4

Possible Duplicate:
Storing a large number of images

Hello,

I want to be able to scale to millions of user profile pics on my LAMP Server using PHP.

I currently store all images in one folder, which is a big no-no, so I want to spread them out into many folders and sub-folders (e.g. aa/bb/ etc...).

What is the best and most efficient way of doing that, especially if I do not want to have to call the DB to get the filename/path for that user's profile pic?

I'm thinking of maybe doing a hash of the username and utilizing the first 4 letters of that hash to generate/locate the path for that user's profile pic, that way I wouldn't have to access anything additionally from the DB since I will always have the user's username.
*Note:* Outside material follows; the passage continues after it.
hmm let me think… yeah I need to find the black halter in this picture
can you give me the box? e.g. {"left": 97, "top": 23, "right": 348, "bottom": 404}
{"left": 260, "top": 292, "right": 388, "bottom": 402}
So, for example, if the first 4 characters of the user's username hash were "aabb", I would store that user's profile pic under aa/bb/username/profile.jpg , which should theoretically allow me to scale to millions of users without having to add anything to the DB, while spreading all the pics evenly throughout the aa/bb/ folder structure.

Any ideas/input?

Thanks!

Community
  • 1
  • 1
PleaseHelpMe
  • 709
  • 3
  • 8
  • 13
  • 1
    That may cause images with same names to be put in one folder, i.e new image may replace the older one. – Hossein Mar 17 '11 at 18:12

1 Answers1

2

Depends on how your users are organized.

  1. I guess they all have a unique ID. If you know it you can store files like 0xx/007.png, 8xx/824.png and 547xx/54723.png. This cuts the number of items in the main folder by factor 100 and every folder contains 100 items at max.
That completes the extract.